The Asus Transformer Pad TF103 performs well both outdoors and in. Although not primarily intended as a tablet app, I used Strava as a way of testing the TF103's GPS and was pleased with the results.
It took just a few seconds to identify its location, and then kept an unfailing track of the TF103's movements. The screen itself can be slightly reflective in bright light, but never disappears into the murk even when placed in direct sunlight.
Streaming movies over Netflix was another area in which the TF103 impressed, playing smoothly, with sharp pictures and bright, vivid colours.
The lack of a full 1080p screen is a shame, but the 1280 x 800 panel does a perfectly good job. While it will never be as sharp as a FullHD screen, it's bright and clear enough to enjoy streamed movies on.

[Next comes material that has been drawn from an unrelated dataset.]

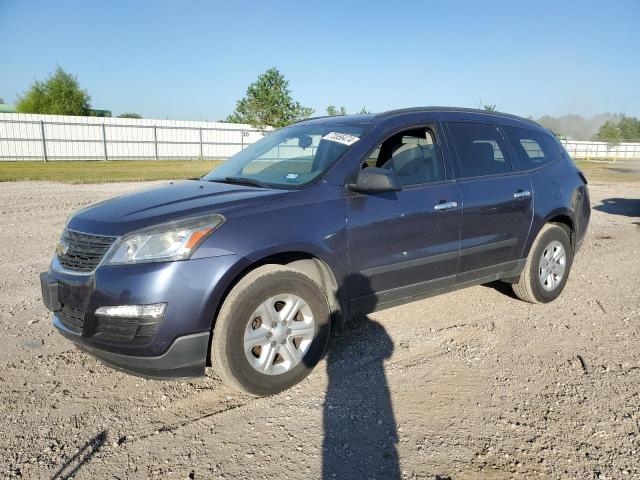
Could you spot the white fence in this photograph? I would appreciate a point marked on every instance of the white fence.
(601, 150)
(57, 137)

Unexpectedly, the rear facing speakers overcame their positioning to produce lively sound with sharp, clearly defined tones. Playback of downloaded movies from Google's Play Store was equally easy and impressive.
On Geekbench 3 the Transformer Pad 103 scored 661 for single-core and 2038 for multi-core, some way off the models in the pricier section of the market that Transformer Pads used to reside in, but in use I saw little discernible shortfall.
The TF103 does have Android's slightly annoying habit of seeming to forget what it's doing mid-task, something reasonably common across Android phones and tablets.
Pages loading in a browser or files downloading from an email, or even from the Play store itself, will occasionally pause in mid-flow, refusing to make any progress until you restart the process.
The sensitivity of the screen, so useful in some circumstances, can occasionally provide the odd slip up, as it's extremely easy to switch between browser tabs by mistake.